C’est pendant ces études à l’UFR Staps de Strasbourg que Michel Koebel est « tombé amoureux » de la sociologie. Il profite des passerelles tendues entre l’UFR de sociologie et Staps pour passer une maîtrise de sociologie puis un DEA.
Dès sa seconde année de faculté, le jeune étudiant travaille. Il deviendra notamment animateur dans un des quartiers HLM de Schiltigheim. Il mène ce travail d’éducateur de rue pendant cinq ans avant d’être, pendant quatorze années, conseiller d’éducation populaire à la direction départementale Jeunesse et Sports à Colmar. Il s’est alors occupé de la politique de la Ville et des jeunes en difficulté, tout en participant au développement qualitatif des conseils municipaux des enfants.
En 1997, il soutient finalement sa thème en sciences sociales portant sur « Le recours à la jeunesse dans l’espace politique local ». Il publiera ensuite un certain nombre d’articles puis obtient en 2001 sa qualification de maître de conférences. Il enseigne aujourd’hui la sociologie à l’UFR Staps de l’université Reims Champagne-Ardenne.
Référendum local
Militant, il avait déjà critiqué la récupération politique des conseils municipaux des enfants à l’époque où il encourageait leur développement. Il fait également partie de Raison d’agir, un collectif de chercheurs en sociologie qui entend « diffuser, au-delà du cercle des spécialistes, une analyse critique de la société à partir d’enquête et de théories ». D’où la publication récente de son opuscule intitulé Le pouvoir local ou la démocratie improbable (Les Editions du Croquant, collection Savoir/Agir). En 128 pages, dans un langage simple, il analyse chiffres à l’appui l’éloignement des élus des simples citoyens.
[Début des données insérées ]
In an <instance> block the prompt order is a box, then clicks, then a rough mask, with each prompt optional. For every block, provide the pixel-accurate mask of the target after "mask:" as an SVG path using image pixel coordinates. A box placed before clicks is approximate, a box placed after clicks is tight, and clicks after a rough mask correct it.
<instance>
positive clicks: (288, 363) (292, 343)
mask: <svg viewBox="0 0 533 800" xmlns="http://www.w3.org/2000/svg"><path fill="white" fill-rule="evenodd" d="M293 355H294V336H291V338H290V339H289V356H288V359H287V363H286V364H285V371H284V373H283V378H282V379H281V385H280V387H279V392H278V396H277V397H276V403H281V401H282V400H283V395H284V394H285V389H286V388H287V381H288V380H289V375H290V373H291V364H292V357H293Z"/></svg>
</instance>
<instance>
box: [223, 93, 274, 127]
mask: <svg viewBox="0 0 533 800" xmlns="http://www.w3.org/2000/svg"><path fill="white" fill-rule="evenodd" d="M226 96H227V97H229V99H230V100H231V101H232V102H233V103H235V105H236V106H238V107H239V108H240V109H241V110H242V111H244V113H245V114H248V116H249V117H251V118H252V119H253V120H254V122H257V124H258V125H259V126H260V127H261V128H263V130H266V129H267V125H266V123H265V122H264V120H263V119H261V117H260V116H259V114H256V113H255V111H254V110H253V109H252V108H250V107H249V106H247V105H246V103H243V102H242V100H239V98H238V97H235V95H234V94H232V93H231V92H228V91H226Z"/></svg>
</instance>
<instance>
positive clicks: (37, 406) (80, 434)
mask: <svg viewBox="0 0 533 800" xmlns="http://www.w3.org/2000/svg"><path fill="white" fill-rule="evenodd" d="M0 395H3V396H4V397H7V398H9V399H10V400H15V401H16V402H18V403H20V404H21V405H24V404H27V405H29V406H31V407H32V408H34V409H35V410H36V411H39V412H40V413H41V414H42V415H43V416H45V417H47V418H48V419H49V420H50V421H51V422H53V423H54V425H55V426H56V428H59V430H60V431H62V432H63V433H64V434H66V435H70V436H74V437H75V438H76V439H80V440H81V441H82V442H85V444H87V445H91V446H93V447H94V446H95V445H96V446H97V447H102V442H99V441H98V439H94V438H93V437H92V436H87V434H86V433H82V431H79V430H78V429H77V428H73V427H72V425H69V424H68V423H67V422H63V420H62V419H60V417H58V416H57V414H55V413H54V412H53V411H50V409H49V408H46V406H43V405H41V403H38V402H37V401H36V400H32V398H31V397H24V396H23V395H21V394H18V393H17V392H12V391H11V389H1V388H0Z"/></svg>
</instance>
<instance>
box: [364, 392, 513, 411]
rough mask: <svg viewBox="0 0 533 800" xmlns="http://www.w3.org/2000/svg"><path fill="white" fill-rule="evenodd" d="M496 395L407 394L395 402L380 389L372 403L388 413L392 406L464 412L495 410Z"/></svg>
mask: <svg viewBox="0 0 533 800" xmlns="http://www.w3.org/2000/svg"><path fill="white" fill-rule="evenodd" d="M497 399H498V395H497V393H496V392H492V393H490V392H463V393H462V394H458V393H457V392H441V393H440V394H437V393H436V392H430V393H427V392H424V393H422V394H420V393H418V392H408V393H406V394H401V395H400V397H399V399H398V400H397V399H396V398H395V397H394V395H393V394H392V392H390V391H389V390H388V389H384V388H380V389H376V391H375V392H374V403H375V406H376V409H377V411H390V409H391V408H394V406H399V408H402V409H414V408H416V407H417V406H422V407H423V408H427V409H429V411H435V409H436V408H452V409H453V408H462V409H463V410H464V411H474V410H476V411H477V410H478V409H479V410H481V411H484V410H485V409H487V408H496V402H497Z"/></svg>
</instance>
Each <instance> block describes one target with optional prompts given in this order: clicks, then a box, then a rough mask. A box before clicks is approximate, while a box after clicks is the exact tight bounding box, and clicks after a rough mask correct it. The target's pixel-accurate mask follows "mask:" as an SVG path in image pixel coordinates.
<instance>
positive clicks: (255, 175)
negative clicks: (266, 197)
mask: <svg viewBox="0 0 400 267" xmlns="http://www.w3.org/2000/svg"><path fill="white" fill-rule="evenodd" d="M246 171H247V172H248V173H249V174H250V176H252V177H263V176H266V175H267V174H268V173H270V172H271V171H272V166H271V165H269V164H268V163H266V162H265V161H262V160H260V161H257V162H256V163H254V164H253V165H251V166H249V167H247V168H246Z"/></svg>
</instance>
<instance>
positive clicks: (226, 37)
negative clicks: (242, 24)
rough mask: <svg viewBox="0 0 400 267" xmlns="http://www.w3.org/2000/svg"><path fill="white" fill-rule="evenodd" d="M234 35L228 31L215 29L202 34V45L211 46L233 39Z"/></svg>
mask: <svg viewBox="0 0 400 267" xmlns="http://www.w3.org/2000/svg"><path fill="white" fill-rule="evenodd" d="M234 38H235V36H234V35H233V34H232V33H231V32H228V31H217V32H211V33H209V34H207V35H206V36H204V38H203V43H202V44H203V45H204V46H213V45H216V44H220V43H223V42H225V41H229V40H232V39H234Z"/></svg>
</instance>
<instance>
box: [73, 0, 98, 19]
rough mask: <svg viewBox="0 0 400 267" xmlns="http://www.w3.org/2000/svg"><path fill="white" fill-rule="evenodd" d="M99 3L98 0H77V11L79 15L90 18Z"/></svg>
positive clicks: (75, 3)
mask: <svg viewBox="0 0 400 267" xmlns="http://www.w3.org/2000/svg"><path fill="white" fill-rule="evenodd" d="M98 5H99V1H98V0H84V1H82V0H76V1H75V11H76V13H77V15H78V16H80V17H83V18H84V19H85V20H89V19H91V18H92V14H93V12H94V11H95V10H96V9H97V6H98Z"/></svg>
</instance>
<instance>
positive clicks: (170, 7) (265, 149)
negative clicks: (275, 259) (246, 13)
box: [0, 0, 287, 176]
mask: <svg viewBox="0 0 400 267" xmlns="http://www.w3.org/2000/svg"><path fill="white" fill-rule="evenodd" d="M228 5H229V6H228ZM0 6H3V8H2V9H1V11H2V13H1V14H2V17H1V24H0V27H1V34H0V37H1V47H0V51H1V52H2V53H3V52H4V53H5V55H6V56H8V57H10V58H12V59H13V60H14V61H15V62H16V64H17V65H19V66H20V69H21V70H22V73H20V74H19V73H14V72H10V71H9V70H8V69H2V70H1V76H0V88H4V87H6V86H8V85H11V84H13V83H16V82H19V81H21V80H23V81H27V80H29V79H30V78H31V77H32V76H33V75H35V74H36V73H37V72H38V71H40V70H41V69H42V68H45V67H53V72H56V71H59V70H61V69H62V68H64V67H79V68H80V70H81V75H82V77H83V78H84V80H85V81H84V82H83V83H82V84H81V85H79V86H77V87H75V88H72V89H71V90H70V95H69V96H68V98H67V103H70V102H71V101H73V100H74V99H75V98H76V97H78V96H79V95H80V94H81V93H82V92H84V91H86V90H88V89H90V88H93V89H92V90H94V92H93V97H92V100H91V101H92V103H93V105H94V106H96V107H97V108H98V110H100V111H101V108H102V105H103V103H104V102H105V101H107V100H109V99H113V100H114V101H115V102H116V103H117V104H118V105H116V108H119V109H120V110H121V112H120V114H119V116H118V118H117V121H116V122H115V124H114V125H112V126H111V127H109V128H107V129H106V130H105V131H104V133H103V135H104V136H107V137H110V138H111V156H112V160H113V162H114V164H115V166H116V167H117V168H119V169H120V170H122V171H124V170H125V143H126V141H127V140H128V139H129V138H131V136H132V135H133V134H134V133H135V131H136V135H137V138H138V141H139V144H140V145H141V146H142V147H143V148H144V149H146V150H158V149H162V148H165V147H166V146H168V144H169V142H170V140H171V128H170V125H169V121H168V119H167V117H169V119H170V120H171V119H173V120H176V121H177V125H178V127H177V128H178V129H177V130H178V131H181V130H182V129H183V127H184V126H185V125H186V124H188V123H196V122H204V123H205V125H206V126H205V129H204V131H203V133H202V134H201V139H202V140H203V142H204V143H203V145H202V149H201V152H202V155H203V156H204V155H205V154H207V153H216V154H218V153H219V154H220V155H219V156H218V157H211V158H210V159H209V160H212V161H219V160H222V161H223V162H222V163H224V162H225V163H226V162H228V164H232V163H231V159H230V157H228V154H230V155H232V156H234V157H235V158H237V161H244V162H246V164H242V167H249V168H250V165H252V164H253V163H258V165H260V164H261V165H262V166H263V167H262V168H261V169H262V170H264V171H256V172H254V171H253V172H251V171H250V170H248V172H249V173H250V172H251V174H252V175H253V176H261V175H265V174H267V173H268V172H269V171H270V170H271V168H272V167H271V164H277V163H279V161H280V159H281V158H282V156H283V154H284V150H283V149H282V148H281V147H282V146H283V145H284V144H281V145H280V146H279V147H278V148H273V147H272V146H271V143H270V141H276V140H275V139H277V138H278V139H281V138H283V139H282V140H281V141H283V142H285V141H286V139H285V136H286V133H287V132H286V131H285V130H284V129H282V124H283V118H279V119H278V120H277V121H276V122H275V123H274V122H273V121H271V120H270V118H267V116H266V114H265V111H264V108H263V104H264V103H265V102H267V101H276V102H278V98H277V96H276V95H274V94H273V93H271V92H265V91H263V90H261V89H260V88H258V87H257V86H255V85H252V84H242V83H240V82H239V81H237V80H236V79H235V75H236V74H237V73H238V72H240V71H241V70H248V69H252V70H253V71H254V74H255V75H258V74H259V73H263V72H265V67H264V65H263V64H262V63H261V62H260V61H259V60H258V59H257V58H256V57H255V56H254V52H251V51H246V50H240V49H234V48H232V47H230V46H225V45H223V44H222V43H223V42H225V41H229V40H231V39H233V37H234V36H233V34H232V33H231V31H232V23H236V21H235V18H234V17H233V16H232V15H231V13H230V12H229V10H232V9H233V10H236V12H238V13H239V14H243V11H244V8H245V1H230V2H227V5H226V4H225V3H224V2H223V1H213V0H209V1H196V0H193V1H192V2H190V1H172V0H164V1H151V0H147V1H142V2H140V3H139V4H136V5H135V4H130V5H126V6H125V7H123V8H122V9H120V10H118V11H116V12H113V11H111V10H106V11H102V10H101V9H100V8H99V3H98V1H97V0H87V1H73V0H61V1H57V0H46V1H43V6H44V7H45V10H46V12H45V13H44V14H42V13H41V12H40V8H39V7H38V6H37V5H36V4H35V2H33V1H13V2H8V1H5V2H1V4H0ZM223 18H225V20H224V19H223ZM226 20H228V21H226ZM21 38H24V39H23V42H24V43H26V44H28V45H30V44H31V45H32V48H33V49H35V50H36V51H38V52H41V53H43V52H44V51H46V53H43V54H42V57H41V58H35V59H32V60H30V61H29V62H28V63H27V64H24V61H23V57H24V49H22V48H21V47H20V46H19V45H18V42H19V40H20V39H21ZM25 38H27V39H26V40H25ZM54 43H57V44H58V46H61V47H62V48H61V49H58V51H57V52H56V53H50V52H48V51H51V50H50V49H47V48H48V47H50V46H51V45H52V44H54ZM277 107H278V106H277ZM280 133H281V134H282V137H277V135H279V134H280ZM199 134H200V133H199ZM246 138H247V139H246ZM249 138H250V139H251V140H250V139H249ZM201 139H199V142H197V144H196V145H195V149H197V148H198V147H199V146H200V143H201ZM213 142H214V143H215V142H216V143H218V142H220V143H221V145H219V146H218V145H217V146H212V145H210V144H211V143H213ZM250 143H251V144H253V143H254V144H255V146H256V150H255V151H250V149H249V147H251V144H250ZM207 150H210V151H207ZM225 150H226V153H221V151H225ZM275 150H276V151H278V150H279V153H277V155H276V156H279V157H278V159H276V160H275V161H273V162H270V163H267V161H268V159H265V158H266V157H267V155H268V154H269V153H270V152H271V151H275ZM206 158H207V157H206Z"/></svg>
« La décentralisation et l’enracinement local des hommes politiques devaient permettre de réduire la distance entre les élus et les citoyens. Or, depuis 30 ans, le recrutement du personnel politique local et sa professionnalisation accrue éloignent toujours davantage les élus de ceux qu’ils sont censés représenter », soutient le sociologue. Pour lui, si certains élus tentent d’y remédier en inventant de nouvelles formes de démocratie, dans la plupart des cas, elles ne font que reproduire les schémas existants.
Conférence-débat le 30 mars à 19 h 30 à la librairie Hartmann, 24 Grand’rue, animée par le sociologue Michel Koebel et Paul Coleiro, adjoint au maire d’Issenheim.